This appears to be some type of scraper which drops by several times an hour and parses every page on my site. By rotating through (what appears to be) a massive pool of good reputation IP’s from Verizon, Comcast, AT&T, etc, AND. . . By switching to a ‘’different’ IP for each page access, it can easily circumvent fail2ban, rate limiting and the Apache RBL’s.
So I figured I’d give Cloudflare a try with a free account. Evidently, this insidious bot appears to have no problem bypassing the CF (I’m under attack mode). The first thing that threw me off was that this bot continued to hit my pages, yet. . . The originating IP addresses were not appearing in Cloudflares firewall activity log. Hmmm
At second glance and by observing timestamps BETWEEN my server logs, AND CF’S firewall activity log, I could see that, in fact IP’s WERE hitting Cloudflare, but. . . They were NOT matching the IP’s in my server logs. Let’s look at a sample:
CF Firewall activity log:
Sep 13, 2023 2:24:04 AM
But 220.127.116.11 is NOT what hit my site. Observe what DID hit my site, and what is appearing in my server log:
A visitor from pool-74-99-177-198.hrbgpa.fios.verizon.net (18.104.22.168)
arrived without a referring URL,
and visited http://mysite.com/about.html
at 02:24:08 AM on Wednesday, September 13, 2023.
This visitor used Mozilla/5.0 (Macintosh; Intel Mac OS X 10_15_7) AppleWebKit/537.36 (KHTML, like Gecko) Chrome/22.214.171.124 Safari/537.36.
Well that’s interesting. . . It’s almost like the bot bounced off CF with 126.96.36.199 and landed on my site with 188.8.131.52, effectively bypassing the CF challenge. wtf?
I have no idea how it’s doing this. The only thing that popped up on google was something called an ISP proxy where, apparently, bot masters can now access huge pools of good reputation IP’s and route requests through them, even from a server. The other possibility is a botnet consisting of many compromised drone machines I suppose. I just don’t understand how it is bypassing cloudflare.

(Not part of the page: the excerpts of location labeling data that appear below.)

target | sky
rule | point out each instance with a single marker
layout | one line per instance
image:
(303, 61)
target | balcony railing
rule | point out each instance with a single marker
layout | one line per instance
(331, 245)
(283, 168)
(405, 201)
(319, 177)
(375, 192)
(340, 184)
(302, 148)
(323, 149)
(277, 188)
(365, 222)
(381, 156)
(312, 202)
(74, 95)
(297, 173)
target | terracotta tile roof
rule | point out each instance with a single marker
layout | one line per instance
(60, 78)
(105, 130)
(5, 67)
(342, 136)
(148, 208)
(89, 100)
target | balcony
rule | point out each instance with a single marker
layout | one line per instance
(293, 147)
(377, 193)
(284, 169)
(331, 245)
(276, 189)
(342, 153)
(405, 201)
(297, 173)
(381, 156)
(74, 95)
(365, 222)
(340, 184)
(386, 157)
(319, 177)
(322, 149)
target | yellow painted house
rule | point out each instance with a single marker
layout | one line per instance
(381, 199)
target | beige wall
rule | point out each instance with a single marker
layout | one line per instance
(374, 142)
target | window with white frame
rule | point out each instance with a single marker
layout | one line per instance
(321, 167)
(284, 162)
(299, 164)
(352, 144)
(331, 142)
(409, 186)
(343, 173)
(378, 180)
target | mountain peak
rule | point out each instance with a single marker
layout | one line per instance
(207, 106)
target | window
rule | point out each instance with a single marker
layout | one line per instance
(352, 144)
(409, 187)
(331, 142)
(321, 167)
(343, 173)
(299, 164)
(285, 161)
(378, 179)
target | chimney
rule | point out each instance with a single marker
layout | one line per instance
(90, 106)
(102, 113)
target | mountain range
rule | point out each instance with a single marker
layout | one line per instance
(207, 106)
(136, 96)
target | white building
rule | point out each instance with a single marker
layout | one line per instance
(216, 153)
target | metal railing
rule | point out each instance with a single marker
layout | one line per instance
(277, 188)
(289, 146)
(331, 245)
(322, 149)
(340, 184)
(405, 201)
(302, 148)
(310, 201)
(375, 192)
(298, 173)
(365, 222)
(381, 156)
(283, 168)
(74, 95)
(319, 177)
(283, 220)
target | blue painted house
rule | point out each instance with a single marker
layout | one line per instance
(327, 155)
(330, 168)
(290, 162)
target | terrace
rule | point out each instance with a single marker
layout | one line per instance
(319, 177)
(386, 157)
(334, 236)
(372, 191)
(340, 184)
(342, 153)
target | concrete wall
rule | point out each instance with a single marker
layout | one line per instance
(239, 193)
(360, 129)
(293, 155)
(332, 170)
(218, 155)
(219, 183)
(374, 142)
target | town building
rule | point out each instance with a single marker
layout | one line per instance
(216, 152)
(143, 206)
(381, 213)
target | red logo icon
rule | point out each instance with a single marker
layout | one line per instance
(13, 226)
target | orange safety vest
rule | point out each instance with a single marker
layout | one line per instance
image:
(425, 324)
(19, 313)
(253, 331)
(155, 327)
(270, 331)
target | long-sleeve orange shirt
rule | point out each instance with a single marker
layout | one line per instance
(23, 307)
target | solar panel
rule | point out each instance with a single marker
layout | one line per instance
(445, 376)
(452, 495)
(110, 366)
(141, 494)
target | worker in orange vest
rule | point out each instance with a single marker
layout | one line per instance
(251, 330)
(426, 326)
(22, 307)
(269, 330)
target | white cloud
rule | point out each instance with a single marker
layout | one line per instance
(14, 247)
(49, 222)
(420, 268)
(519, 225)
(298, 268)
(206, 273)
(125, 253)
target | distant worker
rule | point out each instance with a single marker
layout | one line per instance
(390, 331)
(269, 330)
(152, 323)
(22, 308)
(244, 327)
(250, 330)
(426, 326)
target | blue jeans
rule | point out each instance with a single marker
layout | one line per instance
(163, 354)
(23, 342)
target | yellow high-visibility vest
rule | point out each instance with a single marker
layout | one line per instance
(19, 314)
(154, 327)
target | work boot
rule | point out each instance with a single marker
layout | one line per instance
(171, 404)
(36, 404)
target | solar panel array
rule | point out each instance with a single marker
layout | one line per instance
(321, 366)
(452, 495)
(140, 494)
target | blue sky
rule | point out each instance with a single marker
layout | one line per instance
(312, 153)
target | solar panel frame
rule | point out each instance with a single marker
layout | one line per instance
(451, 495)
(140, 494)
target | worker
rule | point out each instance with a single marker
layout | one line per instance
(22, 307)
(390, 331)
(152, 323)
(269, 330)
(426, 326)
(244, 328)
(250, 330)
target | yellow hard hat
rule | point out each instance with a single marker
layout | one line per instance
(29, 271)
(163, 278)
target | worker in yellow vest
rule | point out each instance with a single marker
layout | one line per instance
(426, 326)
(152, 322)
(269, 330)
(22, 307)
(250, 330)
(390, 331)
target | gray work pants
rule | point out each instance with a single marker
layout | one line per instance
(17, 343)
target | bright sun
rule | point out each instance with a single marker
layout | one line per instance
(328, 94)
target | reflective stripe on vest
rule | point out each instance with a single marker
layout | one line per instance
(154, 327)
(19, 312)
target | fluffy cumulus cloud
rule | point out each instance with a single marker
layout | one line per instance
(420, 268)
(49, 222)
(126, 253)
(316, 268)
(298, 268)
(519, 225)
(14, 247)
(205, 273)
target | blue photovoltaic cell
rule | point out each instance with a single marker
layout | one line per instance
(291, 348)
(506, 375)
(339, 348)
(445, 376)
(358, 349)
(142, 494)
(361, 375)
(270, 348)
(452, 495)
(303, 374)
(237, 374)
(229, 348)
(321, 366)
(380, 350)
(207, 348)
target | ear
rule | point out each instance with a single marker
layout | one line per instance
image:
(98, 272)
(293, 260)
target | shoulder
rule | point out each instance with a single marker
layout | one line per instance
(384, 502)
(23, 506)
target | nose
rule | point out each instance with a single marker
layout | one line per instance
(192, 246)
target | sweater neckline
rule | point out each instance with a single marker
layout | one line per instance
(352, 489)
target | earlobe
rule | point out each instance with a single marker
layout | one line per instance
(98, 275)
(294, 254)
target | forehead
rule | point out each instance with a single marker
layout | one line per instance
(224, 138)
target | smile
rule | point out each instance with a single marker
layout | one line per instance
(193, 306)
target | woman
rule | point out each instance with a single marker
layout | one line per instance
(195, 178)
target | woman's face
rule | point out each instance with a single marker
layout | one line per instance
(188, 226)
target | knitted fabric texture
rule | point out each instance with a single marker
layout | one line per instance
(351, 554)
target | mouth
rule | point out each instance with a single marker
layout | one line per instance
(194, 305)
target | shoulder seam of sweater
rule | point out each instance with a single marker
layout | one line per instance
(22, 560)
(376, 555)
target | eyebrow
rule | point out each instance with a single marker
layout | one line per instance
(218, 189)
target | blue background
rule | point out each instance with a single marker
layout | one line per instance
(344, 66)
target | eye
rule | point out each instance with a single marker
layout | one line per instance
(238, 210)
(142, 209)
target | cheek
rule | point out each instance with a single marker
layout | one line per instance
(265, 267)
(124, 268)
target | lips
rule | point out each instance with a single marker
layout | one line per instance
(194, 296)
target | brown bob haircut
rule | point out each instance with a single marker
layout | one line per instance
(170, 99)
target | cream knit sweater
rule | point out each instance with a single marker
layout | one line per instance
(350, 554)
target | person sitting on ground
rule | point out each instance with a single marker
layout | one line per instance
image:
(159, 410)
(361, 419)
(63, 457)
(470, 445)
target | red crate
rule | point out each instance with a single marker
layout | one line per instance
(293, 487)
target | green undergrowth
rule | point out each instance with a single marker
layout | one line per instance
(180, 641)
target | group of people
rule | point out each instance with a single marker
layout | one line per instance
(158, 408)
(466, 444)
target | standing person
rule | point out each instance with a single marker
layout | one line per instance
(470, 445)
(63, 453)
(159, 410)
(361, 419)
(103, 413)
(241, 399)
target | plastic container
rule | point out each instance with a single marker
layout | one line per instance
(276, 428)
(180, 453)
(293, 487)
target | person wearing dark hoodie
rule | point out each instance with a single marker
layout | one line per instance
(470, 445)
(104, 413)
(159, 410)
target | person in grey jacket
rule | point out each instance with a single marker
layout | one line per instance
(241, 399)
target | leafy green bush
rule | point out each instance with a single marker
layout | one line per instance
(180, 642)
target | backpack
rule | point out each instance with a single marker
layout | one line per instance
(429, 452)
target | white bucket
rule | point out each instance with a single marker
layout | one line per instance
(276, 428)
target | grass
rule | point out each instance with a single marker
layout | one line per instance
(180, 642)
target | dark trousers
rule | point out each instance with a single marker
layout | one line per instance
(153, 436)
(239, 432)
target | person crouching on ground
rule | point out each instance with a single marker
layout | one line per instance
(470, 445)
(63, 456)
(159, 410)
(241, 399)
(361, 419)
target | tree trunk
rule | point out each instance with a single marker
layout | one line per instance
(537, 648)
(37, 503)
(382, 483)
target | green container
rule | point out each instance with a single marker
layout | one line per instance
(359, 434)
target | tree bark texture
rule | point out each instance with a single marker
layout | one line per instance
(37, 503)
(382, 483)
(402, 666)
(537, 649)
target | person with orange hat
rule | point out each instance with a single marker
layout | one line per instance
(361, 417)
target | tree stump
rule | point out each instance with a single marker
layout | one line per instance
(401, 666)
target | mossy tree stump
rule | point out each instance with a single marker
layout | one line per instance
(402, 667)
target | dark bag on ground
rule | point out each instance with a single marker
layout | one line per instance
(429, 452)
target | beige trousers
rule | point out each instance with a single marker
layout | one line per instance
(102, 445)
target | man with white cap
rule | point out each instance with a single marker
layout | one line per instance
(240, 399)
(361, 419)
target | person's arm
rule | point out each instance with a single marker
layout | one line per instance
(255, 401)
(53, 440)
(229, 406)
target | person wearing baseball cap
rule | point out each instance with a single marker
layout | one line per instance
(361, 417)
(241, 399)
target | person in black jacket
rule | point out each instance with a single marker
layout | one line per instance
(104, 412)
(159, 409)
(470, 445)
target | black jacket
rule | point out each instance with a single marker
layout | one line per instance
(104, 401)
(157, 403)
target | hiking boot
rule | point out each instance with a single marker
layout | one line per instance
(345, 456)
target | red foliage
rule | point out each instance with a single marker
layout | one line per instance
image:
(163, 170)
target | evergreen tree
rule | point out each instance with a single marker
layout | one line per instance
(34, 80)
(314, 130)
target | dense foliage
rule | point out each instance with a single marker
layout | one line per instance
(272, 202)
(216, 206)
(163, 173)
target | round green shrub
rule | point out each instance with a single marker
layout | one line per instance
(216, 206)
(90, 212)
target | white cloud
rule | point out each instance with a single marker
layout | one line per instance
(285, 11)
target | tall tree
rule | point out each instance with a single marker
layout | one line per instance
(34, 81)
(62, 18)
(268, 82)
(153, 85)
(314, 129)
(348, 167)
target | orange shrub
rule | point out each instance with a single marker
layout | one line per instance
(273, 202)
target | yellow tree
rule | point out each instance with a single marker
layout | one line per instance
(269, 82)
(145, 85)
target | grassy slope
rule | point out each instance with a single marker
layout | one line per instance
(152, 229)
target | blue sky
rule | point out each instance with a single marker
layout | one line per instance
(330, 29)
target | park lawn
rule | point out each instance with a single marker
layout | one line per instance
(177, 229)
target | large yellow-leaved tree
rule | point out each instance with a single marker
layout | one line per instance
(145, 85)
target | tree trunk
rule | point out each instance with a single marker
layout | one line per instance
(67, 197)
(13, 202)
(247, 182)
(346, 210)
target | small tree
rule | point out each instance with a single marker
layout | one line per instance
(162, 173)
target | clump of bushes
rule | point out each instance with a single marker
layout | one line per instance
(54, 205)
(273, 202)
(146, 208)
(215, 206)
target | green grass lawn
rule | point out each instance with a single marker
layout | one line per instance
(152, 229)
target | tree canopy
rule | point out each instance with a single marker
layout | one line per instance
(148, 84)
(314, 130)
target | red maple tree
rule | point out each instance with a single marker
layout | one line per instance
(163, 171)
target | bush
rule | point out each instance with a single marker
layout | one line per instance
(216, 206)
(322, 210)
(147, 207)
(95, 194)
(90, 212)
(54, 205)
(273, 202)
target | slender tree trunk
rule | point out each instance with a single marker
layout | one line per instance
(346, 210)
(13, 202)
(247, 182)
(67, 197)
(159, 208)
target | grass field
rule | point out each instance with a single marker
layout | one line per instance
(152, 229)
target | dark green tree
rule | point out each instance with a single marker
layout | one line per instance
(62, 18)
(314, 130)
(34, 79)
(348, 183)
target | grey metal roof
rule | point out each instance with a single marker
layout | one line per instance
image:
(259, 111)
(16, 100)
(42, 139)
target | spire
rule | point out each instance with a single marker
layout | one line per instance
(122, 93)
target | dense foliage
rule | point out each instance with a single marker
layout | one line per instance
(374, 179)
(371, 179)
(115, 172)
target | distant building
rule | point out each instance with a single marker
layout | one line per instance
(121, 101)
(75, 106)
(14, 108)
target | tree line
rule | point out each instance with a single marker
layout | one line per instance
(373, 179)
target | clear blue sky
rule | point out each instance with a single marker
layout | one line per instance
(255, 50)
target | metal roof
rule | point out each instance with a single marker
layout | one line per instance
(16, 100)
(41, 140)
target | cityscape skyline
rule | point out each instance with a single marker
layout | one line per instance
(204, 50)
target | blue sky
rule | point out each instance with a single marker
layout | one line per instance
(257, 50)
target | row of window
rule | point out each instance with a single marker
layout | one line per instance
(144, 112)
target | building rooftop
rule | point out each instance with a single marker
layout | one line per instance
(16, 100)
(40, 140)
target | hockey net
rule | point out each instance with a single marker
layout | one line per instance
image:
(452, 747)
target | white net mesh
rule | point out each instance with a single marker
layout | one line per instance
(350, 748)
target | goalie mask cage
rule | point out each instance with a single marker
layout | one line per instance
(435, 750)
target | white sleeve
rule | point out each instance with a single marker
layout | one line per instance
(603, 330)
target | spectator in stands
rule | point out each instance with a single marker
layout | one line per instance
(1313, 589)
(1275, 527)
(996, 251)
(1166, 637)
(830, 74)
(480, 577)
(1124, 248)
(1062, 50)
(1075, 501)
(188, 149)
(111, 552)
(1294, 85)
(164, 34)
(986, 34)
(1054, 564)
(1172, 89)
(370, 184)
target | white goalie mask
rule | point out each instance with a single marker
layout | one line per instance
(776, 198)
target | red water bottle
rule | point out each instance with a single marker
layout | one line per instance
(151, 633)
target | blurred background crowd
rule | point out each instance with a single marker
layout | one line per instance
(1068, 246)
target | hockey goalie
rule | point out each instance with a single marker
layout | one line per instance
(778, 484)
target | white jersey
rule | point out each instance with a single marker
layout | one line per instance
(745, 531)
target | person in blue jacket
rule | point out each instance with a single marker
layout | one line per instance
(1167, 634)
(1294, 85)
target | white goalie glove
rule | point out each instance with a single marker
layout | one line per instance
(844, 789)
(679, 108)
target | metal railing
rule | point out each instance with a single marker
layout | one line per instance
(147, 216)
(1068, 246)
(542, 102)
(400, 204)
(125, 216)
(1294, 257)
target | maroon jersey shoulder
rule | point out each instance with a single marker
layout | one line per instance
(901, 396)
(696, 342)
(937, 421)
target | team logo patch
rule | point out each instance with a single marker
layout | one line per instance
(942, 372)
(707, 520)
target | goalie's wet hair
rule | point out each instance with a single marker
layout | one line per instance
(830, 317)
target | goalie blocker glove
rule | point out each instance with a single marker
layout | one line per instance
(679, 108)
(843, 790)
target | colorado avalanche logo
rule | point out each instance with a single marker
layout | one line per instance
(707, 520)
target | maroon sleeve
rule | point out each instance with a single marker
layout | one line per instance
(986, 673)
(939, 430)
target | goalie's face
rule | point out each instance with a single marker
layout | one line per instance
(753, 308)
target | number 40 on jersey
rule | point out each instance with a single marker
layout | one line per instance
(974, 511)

Full firewall log re: 184.108.40.206
Sep 13, 2023 2:24:04 AM
Export event JSON
Mozilla/5.0 (Macintosh; Intel Mac OS X 10_15_7) AppleWebKit/537.36 (KHTML, like Gecko) Chrome/220.127.116.11 Safari/537.36
Empty query string
Another thing. . . This bot never changes its user agent. It always appears as:
Mozilla/5.0 (Macintosh; Intel Mac OS X 10_15_7) AppleWebKit/537.36 (KHTML, like Gecko) Chrome/18.104.22.168 Safari/537.36.